By “they” I mean the officialdom at the Hotel Príncipe Alfonso in Palma de Mallorca, whose renovator, manager, and Swiss-born panjandrum Zwingli had recently become. The hotel was thus our destination, although it was clear to us that our dying relative could no longer be living there. No doubt he was in a hospital somewhere. No hotel in the world can afford to shelter a morbid case under its roof, not even if it’s the boss himself. In such instances the guests, otherwise extremely conscious of their social standing, immediately defy the rules and demand their unwritten rights: the terminal case is transported downstairs and out the delivery entrance like garbage or dirty linen, so as not to sully the people who come and go amid bowings and scrapings at the main door. Shortly before embarking at Barcelona I had wired the hotel to reserve a double room. We would find out more once we arrived.

Our open-air circus reached the end of its program. The tents were lowered, equipment got packed, and everyone pressed to the rail so as not to miss a single episode of the exciting adventure of our harbor entry.
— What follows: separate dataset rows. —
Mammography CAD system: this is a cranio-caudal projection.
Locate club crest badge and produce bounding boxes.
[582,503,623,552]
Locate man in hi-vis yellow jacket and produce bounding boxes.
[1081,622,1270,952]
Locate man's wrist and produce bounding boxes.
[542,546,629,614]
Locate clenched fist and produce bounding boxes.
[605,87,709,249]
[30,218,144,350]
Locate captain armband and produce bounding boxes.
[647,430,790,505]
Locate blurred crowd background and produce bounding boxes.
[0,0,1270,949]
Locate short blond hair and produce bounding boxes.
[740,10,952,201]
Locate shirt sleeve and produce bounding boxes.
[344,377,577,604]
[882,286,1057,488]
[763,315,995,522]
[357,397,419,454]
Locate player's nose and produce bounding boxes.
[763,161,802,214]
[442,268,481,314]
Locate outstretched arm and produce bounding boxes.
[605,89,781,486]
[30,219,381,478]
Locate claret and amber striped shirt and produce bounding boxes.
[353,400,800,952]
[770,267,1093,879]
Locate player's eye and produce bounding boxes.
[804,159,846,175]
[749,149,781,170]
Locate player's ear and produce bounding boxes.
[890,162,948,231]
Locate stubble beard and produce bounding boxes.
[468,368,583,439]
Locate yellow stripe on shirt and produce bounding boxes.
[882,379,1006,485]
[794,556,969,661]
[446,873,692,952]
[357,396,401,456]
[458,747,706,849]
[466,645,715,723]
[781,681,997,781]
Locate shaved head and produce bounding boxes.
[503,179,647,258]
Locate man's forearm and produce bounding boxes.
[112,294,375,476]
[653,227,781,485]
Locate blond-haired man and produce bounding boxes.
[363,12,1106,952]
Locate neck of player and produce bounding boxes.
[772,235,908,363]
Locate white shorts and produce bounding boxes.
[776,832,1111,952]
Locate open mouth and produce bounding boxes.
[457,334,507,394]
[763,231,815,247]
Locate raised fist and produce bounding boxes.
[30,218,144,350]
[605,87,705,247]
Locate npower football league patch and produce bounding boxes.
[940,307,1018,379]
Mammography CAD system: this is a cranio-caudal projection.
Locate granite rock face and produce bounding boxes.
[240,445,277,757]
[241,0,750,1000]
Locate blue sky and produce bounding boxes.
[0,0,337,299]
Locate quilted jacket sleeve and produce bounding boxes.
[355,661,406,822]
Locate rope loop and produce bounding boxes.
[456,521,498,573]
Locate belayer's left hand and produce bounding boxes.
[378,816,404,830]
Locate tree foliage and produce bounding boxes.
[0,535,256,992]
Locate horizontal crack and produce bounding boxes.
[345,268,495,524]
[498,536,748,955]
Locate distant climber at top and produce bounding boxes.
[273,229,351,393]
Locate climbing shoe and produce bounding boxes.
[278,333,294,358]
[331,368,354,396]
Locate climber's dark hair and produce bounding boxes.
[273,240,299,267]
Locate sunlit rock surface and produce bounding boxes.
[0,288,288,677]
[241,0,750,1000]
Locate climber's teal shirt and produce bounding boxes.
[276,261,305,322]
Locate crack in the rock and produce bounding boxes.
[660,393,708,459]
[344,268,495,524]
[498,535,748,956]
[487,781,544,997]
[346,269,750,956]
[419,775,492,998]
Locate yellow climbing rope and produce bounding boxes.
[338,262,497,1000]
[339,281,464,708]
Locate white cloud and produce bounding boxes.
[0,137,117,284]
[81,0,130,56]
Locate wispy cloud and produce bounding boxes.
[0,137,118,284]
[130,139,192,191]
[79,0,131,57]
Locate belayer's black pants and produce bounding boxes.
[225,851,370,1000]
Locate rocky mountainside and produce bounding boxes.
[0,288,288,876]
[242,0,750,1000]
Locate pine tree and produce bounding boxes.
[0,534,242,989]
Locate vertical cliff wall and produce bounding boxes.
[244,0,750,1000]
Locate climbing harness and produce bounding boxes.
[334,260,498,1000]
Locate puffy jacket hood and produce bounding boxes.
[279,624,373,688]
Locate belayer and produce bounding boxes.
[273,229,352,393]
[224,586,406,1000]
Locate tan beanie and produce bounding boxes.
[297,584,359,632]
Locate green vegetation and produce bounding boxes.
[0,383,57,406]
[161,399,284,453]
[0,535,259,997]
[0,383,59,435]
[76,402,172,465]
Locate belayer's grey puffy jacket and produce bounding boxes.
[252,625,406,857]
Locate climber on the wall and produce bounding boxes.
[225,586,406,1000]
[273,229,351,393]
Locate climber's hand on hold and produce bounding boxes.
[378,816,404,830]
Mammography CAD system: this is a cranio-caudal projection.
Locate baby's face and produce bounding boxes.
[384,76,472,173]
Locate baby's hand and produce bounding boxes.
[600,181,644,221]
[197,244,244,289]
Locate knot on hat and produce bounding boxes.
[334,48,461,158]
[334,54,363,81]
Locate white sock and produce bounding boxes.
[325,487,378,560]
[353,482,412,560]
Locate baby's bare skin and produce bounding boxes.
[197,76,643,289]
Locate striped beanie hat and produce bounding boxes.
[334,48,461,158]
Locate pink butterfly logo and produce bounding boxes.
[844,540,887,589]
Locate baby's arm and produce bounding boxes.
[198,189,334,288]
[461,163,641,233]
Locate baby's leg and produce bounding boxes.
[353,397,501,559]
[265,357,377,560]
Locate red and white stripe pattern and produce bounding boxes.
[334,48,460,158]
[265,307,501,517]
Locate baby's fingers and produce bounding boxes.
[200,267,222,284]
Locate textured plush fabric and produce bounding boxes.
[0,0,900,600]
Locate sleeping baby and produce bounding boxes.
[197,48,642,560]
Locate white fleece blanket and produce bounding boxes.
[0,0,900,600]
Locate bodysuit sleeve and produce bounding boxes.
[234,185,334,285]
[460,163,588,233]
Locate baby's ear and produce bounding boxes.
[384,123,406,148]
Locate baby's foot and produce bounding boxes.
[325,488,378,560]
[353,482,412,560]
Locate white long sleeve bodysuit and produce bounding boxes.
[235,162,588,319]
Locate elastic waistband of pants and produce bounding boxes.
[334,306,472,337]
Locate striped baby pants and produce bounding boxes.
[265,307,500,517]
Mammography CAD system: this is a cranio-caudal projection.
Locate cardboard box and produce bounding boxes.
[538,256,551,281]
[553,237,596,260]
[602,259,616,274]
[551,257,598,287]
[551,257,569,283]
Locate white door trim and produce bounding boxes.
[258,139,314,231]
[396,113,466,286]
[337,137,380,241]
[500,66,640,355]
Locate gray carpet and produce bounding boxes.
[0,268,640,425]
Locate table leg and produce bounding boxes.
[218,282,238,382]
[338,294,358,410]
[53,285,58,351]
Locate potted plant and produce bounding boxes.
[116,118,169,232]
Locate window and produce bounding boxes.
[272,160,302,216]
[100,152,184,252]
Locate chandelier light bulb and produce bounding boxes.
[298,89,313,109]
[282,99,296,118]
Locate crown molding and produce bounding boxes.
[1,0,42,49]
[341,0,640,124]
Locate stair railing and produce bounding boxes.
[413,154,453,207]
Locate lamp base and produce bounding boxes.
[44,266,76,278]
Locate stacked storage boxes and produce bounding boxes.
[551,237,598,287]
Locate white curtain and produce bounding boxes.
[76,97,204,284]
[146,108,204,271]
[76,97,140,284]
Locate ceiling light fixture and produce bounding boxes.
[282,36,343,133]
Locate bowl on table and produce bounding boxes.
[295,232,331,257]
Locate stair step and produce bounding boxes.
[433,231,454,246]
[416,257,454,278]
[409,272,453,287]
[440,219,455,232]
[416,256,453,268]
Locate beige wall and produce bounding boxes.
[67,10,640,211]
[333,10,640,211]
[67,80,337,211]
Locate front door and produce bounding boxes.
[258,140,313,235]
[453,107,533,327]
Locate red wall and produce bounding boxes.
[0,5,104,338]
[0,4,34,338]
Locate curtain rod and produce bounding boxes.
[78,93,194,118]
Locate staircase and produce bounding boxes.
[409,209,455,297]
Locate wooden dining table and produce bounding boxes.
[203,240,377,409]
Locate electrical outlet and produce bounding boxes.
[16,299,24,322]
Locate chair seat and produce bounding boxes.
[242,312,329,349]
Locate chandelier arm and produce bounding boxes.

For about an hour the Cathedral of Palma dominated the background, at first merely as a grandiose block of stone, golden-brown and radiant in the sunlight, the structure of its various sections still concealed by the equalizing profusion of solar brilliance. The closer we came, the more clearly we saw each architectural segment. The mathematical orderliness of the building’s profile became visible. Its Gothic heavenward thrust — I remember well this first impression — discernable as one approaches the edifice, gradually turns earthward to bind itself to the stone, indeed inside the stone, just as the verse of an Iberian mystic is seldom capable of emancipating itself fully from the word. Confined to the earthly plane, this Spanish spirit is more receptive to heaven than in the less sunny climes of Northern Europe where God is invisible, where mists drift about, and where eye and heart perceive and imagine things that lie beyond the limits of knowledge and love. Imagined as a member of our picnicking Spanish clan, Immanuel Kant would have turned out as a philosophizing tanner’s apprentice. Conversely, Saint John of the Cross, under a Teutonic sky, could never have made it past a barefoot existence as a chanting Minorite Brother. Happily for both of these gentlemen, such speculative transplantations can take root only in my world of fantasy—“And there only as withered stalks!” my reader says to himself, as he nurses his abhorrence of wild goose chases.

The crowding on the quay side of our steamer was getting unpleasant. We too had gathered our belongings. The ship slowed down, but now the almost touchable coastline produced the optical illusion that we were gliding closer with increasing speed. The gulls now swarmed in greater numbers. Those at home on the island flew greedily towards the ship, piloting us securely into port. It was six in the morning — seven, according to my own reckoning, putting me ahead of the Spaniards in at least one respect, though only by virtue of my grandmother’s First Communion timepiece. The landing maneuver was already proceeding apace, our engines jolted at each shift of the propeller’s gears. Shouts, probably professional commands, flew back and forth; chains rattled, winches screamed in their effort; we seemed to be in the midst of burgeoning chaos. Here, as before, it struck me as odd that a habitual procedure, one that requires no close analysis of its component events and is repeated day after day, at the very same hour and with the same motions and shifting of levers — that such a procedure should confront the entire topside and below-decks crew with totally unfamiliar tasks. Our fear of a completely mechanized world will be groundless so long as man can make mistakes at his most regular daily chores. And if he swears while performing them, all is most definitely not lost. A defeated man no longer curses, for who will hear his stevedore’s prayers?